CHAPITRE 85 : UNE VIE CONTRE UNE VIE

39 4 0
                                    

Ellie

La douleur s'infiltre à chaque mouvement. Ils me tirent hors de la cave, mes pieds mutilés raclent le sol avec un bruit sourd, mes jambes sont incapables de me porter. J'ai oublié la sensation de marcher. La lumière me frappe comme une lame brûlante quand on ouvre la porte, et mes paupières luttent pour se soulever. Ça fait des jours, peut-être des semaines que je n'ai pas vu le jour.

Les bourreaux de mon père me traînent comme un vieux sac de chair brisée. Je ne lutte pas. Mon corps est trop faible, mon esprit trop épuisé. Une pensée me traverse, douce et triste : c'est peut-être mon dernier jour. Peut-être que la fin est enfin proche. Mourir me semble être la seule échappatoire. L'idée me réchauffe presque, comme une promesse de paix après tant de souffrance.

Ils me traînent à l'étage, le deuxième, où je n'ai jamais mis les pieds. Mon corps est jeté sans ménagement sur le sol d'une pièce. J'atterris lourdement sur une moquette épaisse, terracotta avec des motifs modernes que je ne parviens pas à distinguer clairement dans mon état. Le choc me coupe le souffle, mais je ne gémis pas. Ça fait trop longtemps que je me suis perdue dans la douleur pour encore réagir.

La porte claque derrière moi, laissant un écho de violence dans l'air. Je force mes bras tremblants à me hisser, à me redresser en position assise, mais c'est un geste de pauvre bête blessée, sans force ni dignité. Mon regard vague se pose sur la pièce : des teintes de marron, d'orange et de cuir brun recouvrent les murs et les meubles. C'est le bureau de mon père, reconnaissable à son opulence froide, calculée.

Et lui, il est là, assis dans son fauteuil, imposant comme un juge au-dessus d'un condamné. Ses yeux brillent d'une satisfaction malsaine en me regardant.

— Je n'aurais jamais imaginé que les jumeaux d'Érico tiendraient autant à toi, dit-il, un sourire narquois sur les lèvres.

Je le fixe, trop épuisée pour répondre, trop brisée pour afficher la moindre expression. Mes lèvres sont sèches, fendues. Je reste silencieuse, observant chaque mot qu'il prononce comme une lointaine menace.

— Ils m'ont proposé une négociation, continue-t-il en se penchant légèrement en avant. Une partie d'échecs, imagine. Il éclate de rire, un rire rauque, méprisant, comme s'il se moquait de la simple idée.

Je lève légèrement la tête, mes pensées ralentissant à mesure qu'il parle.

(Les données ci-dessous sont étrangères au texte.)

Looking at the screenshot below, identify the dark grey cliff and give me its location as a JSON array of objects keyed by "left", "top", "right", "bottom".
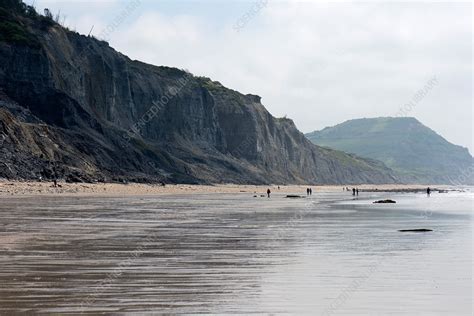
[{"left": 0, "top": 3, "right": 396, "bottom": 184}]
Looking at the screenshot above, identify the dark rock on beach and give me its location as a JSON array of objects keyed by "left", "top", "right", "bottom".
[{"left": 373, "top": 199, "right": 397, "bottom": 204}]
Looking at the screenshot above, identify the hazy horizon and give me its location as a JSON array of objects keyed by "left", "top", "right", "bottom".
[{"left": 26, "top": 0, "right": 474, "bottom": 155}]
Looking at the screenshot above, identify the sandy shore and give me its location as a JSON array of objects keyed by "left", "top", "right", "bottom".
[{"left": 0, "top": 181, "right": 441, "bottom": 196}]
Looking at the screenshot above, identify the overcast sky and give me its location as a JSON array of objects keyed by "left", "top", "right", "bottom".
[{"left": 26, "top": 0, "right": 474, "bottom": 154}]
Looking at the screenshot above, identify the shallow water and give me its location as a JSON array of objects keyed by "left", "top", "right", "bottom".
[{"left": 0, "top": 192, "right": 474, "bottom": 315}]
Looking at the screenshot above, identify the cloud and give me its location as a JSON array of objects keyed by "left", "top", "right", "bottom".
[{"left": 26, "top": 0, "right": 474, "bottom": 152}]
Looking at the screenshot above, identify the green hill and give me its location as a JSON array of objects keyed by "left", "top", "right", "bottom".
[{"left": 306, "top": 117, "right": 474, "bottom": 184}]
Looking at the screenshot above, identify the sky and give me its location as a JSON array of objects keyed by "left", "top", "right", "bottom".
[{"left": 26, "top": 0, "right": 474, "bottom": 154}]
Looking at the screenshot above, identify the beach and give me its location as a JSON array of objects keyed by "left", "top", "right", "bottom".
[
  {"left": 0, "top": 188, "right": 473, "bottom": 315},
  {"left": 0, "top": 180, "right": 450, "bottom": 196}
]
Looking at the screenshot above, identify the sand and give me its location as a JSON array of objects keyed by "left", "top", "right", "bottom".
[{"left": 0, "top": 181, "right": 440, "bottom": 196}]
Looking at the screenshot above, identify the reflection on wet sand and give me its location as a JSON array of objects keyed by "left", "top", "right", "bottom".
[{"left": 0, "top": 193, "right": 471, "bottom": 314}]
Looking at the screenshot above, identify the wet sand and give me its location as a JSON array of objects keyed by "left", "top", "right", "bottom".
[
  {"left": 0, "top": 189, "right": 473, "bottom": 315},
  {"left": 0, "top": 180, "right": 447, "bottom": 196}
]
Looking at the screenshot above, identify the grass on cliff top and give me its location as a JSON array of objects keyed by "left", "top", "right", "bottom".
[{"left": 0, "top": 7, "right": 39, "bottom": 47}]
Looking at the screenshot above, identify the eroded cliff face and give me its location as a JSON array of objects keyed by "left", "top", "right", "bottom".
[{"left": 0, "top": 8, "right": 396, "bottom": 184}]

— Bien sûr, ils n'ont aucune chance, reprend-il avec un sourire carnassier. Mais c'est une partie avec une vie pour une vie. Donc... je vais accepter.

— Quelle vie est en jeu contre la mienne ? parvins-je à murmurer, ma voix faible et rauque, presque éteinte.

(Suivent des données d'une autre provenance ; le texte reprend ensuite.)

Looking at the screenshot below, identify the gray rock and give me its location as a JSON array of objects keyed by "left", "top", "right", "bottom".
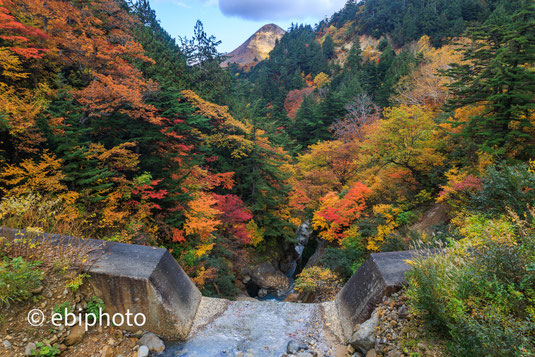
[
  {"left": 366, "top": 350, "right": 377, "bottom": 357},
  {"left": 137, "top": 346, "right": 149, "bottom": 357},
  {"left": 286, "top": 340, "right": 308, "bottom": 354},
  {"left": 250, "top": 262, "right": 290, "bottom": 291},
  {"left": 24, "top": 342, "right": 37, "bottom": 356},
  {"left": 137, "top": 332, "right": 165, "bottom": 353},
  {"left": 349, "top": 310, "right": 379, "bottom": 353},
  {"left": 65, "top": 325, "right": 85, "bottom": 346},
  {"left": 398, "top": 305, "right": 409, "bottom": 319},
  {"left": 258, "top": 289, "right": 267, "bottom": 298},
  {"left": 295, "top": 351, "right": 316, "bottom": 357}
]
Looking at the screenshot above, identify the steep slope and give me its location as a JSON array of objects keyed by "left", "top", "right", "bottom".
[{"left": 221, "top": 24, "right": 286, "bottom": 67}]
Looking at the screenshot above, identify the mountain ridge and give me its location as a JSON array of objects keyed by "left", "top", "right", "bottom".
[{"left": 221, "top": 23, "right": 286, "bottom": 67}]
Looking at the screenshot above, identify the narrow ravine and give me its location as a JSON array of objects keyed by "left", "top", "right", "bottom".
[{"left": 258, "top": 221, "right": 312, "bottom": 301}]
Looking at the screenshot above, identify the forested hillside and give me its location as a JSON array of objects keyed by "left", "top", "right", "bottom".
[{"left": 0, "top": 0, "right": 535, "bottom": 350}]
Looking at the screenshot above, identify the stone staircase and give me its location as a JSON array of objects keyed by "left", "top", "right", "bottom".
[
  {"left": 0, "top": 227, "right": 416, "bottom": 357},
  {"left": 163, "top": 297, "right": 343, "bottom": 357}
]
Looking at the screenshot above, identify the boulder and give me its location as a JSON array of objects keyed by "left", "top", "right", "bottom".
[
  {"left": 258, "top": 289, "right": 267, "bottom": 298},
  {"left": 24, "top": 342, "right": 37, "bottom": 356},
  {"left": 100, "top": 345, "right": 115, "bottom": 357},
  {"left": 137, "top": 332, "right": 165, "bottom": 353},
  {"left": 137, "top": 346, "right": 149, "bottom": 357},
  {"left": 286, "top": 340, "right": 308, "bottom": 354},
  {"left": 349, "top": 310, "right": 379, "bottom": 353},
  {"left": 411, "top": 203, "right": 449, "bottom": 234},
  {"left": 250, "top": 262, "right": 290, "bottom": 292},
  {"left": 65, "top": 325, "right": 85, "bottom": 346}
]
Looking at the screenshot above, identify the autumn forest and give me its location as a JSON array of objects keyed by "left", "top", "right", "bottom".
[{"left": 0, "top": 0, "right": 535, "bottom": 350}]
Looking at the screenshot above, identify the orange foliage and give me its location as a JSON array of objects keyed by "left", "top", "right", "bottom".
[{"left": 312, "top": 182, "right": 371, "bottom": 243}]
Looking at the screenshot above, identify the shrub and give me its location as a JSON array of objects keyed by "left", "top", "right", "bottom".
[
  {"left": 31, "top": 342, "right": 61, "bottom": 357},
  {"left": 407, "top": 216, "right": 535, "bottom": 356},
  {"left": 321, "top": 235, "right": 365, "bottom": 280},
  {"left": 86, "top": 296, "right": 106, "bottom": 318},
  {"left": 65, "top": 273, "right": 91, "bottom": 291},
  {"left": 53, "top": 301, "right": 73, "bottom": 320},
  {"left": 0, "top": 227, "right": 98, "bottom": 271},
  {"left": 294, "top": 266, "right": 342, "bottom": 300},
  {"left": 0, "top": 257, "right": 43, "bottom": 305},
  {"left": 472, "top": 164, "right": 535, "bottom": 217}
]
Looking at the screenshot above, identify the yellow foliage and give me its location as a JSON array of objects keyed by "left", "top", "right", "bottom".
[
  {"left": 182, "top": 90, "right": 254, "bottom": 159},
  {"left": 0, "top": 151, "right": 67, "bottom": 197},
  {"left": 184, "top": 192, "right": 221, "bottom": 241},
  {"left": 195, "top": 243, "right": 215, "bottom": 258},
  {"left": 394, "top": 36, "right": 462, "bottom": 108},
  {"left": 364, "top": 104, "right": 444, "bottom": 174},
  {"left": 246, "top": 220, "right": 266, "bottom": 247},
  {"left": 366, "top": 204, "right": 402, "bottom": 251},
  {"left": 314, "top": 72, "right": 329, "bottom": 88}
]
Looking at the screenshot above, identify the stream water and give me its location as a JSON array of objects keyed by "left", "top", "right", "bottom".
[
  {"left": 258, "top": 221, "right": 311, "bottom": 301},
  {"left": 160, "top": 297, "right": 341, "bottom": 357},
  {"left": 160, "top": 222, "right": 332, "bottom": 357}
]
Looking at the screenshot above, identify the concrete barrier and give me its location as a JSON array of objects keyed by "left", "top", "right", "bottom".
[
  {"left": 335, "top": 251, "right": 417, "bottom": 340},
  {"left": 0, "top": 227, "right": 202, "bottom": 340}
]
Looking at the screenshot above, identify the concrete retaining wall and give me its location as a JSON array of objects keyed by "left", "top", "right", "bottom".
[
  {"left": 335, "top": 251, "right": 416, "bottom": 340},
  {"left": 0, "top": 227, "right": 201, "bottom": 340},
  {"left": 0, "top": 227, "right": 428, "bottom": 340}
]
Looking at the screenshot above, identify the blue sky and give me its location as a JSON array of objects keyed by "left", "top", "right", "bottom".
[{"left": 150, "top": 0, "right": 346, "bottom": 52}]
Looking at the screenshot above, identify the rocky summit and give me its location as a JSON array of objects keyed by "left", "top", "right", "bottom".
[{"left": 221, "top": 24, "right": 286, "bottom": 67}]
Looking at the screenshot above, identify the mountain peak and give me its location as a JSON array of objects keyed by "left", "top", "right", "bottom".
[{"left": 221, "top": 24, "right": 286, "bottom": 67}]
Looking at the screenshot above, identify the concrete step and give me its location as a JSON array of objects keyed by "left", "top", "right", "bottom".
[{"left": 163, "top": 297, "right": 342, "bottom": 357}]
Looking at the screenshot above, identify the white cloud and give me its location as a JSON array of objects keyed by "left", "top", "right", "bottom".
[{"left": 219, "top": 0, "right": 346, "bottom": 21}]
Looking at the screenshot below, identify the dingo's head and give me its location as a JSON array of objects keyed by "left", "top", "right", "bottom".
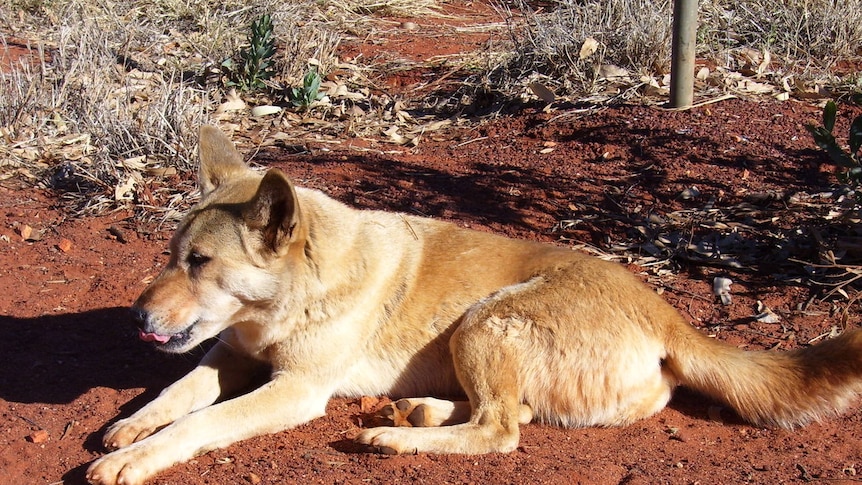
[{"left": 132, "top": 126, "right": 306, "bottom": 352}]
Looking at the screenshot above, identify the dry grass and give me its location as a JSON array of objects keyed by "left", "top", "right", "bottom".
[
  {"left": 0, "top": 0, "right": 355, "bottom": 216},
  {"left": 491, "top": 0, "right": 862, "bottom": 95}
]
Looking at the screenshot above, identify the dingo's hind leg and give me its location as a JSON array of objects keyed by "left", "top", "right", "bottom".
[
  {"left": 379, "top": 397, "right": 533, "bottom": 428},
  {"left": 356, "top": 278, "right": 543, "bottom": 454}
]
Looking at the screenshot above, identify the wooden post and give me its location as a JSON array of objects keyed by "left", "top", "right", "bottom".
[{"left": 670, "top": 0, "right": 697, "bottom": 108}]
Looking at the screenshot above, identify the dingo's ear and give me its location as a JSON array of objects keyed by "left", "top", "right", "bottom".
[
  {"left": 198, "top": 125, "right": 246, "bottom": 197},
  {"left": 243, "top": 168, "right": 300, "bottom": 253}
]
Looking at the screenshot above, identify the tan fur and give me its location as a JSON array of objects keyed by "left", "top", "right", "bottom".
[{"left": 87, "top": 127, "right": 862, "bottom": 485}]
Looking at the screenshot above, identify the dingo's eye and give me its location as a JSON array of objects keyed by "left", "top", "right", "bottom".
[{"left": 186, "top": 251, "right": 212, "bottom": 268}]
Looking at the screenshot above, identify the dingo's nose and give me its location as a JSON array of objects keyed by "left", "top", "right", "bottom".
[{"left": 130, "top": 307, "right": 147, "bottom": 328}]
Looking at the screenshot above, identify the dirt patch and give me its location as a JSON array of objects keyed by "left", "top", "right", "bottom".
[{"left": 0, "top": 1, "right": 862, "bottom": 484}]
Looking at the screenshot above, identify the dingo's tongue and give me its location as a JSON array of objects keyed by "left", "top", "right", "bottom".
[{"left": 138, "top": 330, "right": 171, "bottom": 344}]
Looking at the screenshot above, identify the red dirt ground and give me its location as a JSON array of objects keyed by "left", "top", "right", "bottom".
[{"left": 0, "top": 1, "right": 862, "bottom": 485}]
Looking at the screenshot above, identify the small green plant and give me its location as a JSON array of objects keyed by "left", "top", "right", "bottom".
[
  {"left": 294, "top": 66, "right": 323, "bottom": 109},
  {"left": 806, "top": 94, "right": 862, "bottom": 186},
  {"left": 221, "top": 14, "right": 275, "bottom": 91}
]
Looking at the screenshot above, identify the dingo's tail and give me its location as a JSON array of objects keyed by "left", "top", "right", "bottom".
[{"left": 667, "top": 325, "right": 862, "bottom": 428}]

Son sourire disparaît, remplacé par une froideur impénétrable. Il ne répond pas. Je le fixe, mais mes yeux sont lourds, et mes forces disparaissent rapidement. Je n'ai pas la volonté de le questionner davantage. Mon corps cède sous moi, et je m'effondre au sol, allongée sur la moquette, trop faible pour rester assise.

— Ne t'inquiète pas, Ellie, continue-t-il avec une fausse douceur. Je ne prendrai aucun risque. Tu resteras dans la cave. Mes hommes veilleront sur toi. Si quelque chose se passe mal, si les Black Angels me trahissent... fin de la partie.

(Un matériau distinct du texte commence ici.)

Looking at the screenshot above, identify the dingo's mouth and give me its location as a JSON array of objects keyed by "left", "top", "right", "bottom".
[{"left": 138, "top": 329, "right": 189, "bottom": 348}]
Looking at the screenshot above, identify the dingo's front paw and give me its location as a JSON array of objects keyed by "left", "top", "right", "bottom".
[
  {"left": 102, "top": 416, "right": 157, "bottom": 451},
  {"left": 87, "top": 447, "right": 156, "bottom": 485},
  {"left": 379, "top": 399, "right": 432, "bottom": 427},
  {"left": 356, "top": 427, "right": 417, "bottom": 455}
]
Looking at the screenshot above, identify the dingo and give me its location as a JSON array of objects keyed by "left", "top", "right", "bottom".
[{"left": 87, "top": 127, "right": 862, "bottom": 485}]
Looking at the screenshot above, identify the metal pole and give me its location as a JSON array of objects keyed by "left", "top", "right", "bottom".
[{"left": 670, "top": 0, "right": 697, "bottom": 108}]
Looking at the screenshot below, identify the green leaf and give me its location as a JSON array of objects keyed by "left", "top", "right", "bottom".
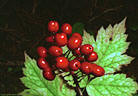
[
  {"left": 62, "top": 46, "right": 75, "bottom": 60},
  {"left": 72, "top": 22, "right": 84, "bottom": 35},
  {"left": 20, "top": 54, "right": 76, "bottom": 96},
  {"left": 62, "top": 72, "right": 76, "bottom": 87},
  {"left": 83, "top": 18, "right": 134, "bottom": 73},
  {"left": 86, "top": 74, "right": 138, "bottom": 96}
]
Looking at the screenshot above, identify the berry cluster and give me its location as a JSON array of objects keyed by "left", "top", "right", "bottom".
[{"left": 37, "top": 21, "right": 105, "bottom": 80}]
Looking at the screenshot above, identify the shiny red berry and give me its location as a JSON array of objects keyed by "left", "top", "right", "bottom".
[
  {"left": 48, "top": 46, "right": 63, "bottom": 56},
  {"left": 63, "top": 67, "right": 70, "bottom": 72},
  {"left": 45, "top": 36, "right": 54, "bottom": 43},
  {"left": 55, "top": 33, "right": 68, "bottom": 46},
  {"left": 92, "top": 65, "right": 105, "bottom": 76},
  {"left": 56, "top": 57, "right": 69, "bottom": 69},
  {"left": 86, "top": 52, "right": 98, "bottom": 62},
  {"left": 67, "top": 37, "right": 82, "bottom": 50},
  {"left": 37, "top": 57, "right": 50, "bottom": 70},
  {"left": 81, "top": 62, "right": 91, "bottom": 74},
  {"left": 61, "top": 23, "right": 72, "bottom": 35},
  {"left": 72, "top": 32, "right": 82, "bottom": 40},
  {"left": 48, "top": 21, "right": 59, "bottom": 33},
  {"left": 72, "top": 47, "right": 81, "bottom": 56},
  {"left": 69, "top": 59, "right": 81, "bottom": 71},
  {"left": 81, "top": 44, "right": 93, "bottom": 55},
  {"left": 75, "top": 57, "right": 85, "bottom": 62},
  {"left": 37, "top": 46, "right": 47, "bottom": 58},
  {"left": 43, "top": 70, "right": 55, "bottom": 81}
]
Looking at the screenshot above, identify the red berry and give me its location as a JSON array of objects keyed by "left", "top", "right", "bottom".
[
  {"left": 81, "top": 44, "right": 93, "bottom": 55},
  {"left": 37, "top": 46, "right": 47, "bottom": 58},
  {"left": 48, "top": 21, "right": 59, "bottom": 33},
  {"left": 73, "top": 47, "right": 81, "bottom": 56},
  {"left": 43, "top": 70, "right": 55, "bottom": 81},
  {"left": 68, "top": 37, "right": 82, "bottom": 50},
  {"left": 45, "top": 36, "right": 54, "bottom": 43},
  {"left": 81, "top": 62, "right": 91, "bottom": 74},
  {"left": 48, "top": 46, "right": 63, "bottom": 56},
  {"left": 63, "top": 67, "right": 70, "bottom": 72},
  {"left": 37, "top": 57, "right": 50, "bottom": 70},
  {"left": 69, "top": 59, "right": 81, "bottom": 71},
  {"left": 61, "top": 23, "right": 72, "bottom": 35},
  {"left": 56, "top": 57, "right": 69, "bottom": 69},
  {"left": 55, "top": 33, "right": 68, "bottom": 46},
  {"left": 72, "top": 32, "right": 82, "bottom": 40},
  {"left": 86, "top": 52, "right": 98, "bottom": 62},
  {"left": 92, "top": 64, "right": 105, "bottom": 76},
  {"left": 75, "top": 57, "right": 85, "bottom": 62}
]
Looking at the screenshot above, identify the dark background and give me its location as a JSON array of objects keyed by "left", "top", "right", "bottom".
[{"left": 0, "top": 0, "right": 138, "bottom": 93}]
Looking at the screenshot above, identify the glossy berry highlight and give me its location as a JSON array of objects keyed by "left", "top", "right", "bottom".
[
  {"left": 45, "top": 35, "right": 55, "bottom": 43},
  {"left": 81, "top": 62, "right": 91, "bottom": 74},
  {"left": 67, "top": 37, "right": 82, "bottom": 50},
  {"left": 55, "top": 33, "right": 68, "bottom": 46},
  {"left": 48, "top": 46, "right": 63, "bottom": 56},
  {"left": 56, "top": 57, "right": 69, "bottom": 69},
  {"left": 81, "top": 44, "right": 93, "bottom": 55}
]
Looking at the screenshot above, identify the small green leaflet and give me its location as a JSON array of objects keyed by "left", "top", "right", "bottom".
[
  {"left": 20, "top": 54, "right": 76, "bottom": 96},
  {"left": 86, "top": 74, "right": 138, "bottom": 96},
  {"left": 83, "top": 18, "right": 134, "bottom": 73}
]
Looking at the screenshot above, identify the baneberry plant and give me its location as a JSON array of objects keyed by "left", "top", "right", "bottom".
[{"left": 20, "top": 19, "right": 138, "bottom": 96}]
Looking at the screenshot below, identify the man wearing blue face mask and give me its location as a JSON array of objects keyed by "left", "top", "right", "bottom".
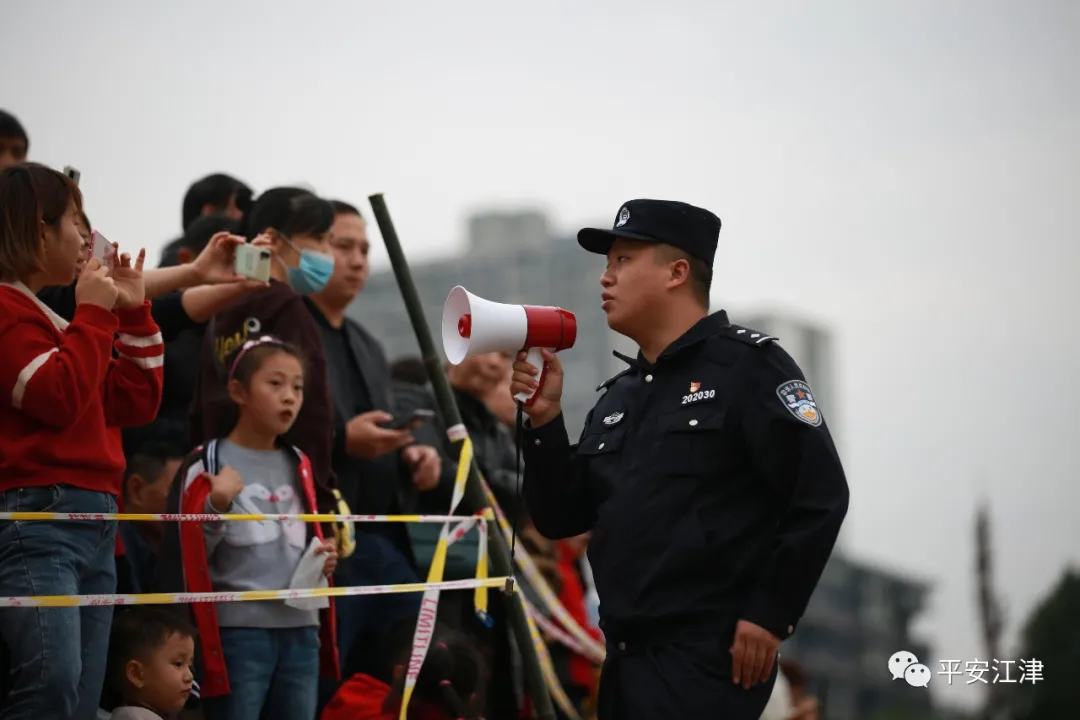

Il me regarde avec une satisfaction glacée, et je sens son pouvoir, son contrôle absolu sur mon sort. Les mots qu'il prononce deviennent des échos distants. Mon esprit dérive, flottant entre conscience et inconscience. Tout semble si lointain. Ma vision se brouille.

Je l'entends encore parler, mais ses mots sont comme des vagues déformées qui s'écrasent dans le vide. Puis, je sombre.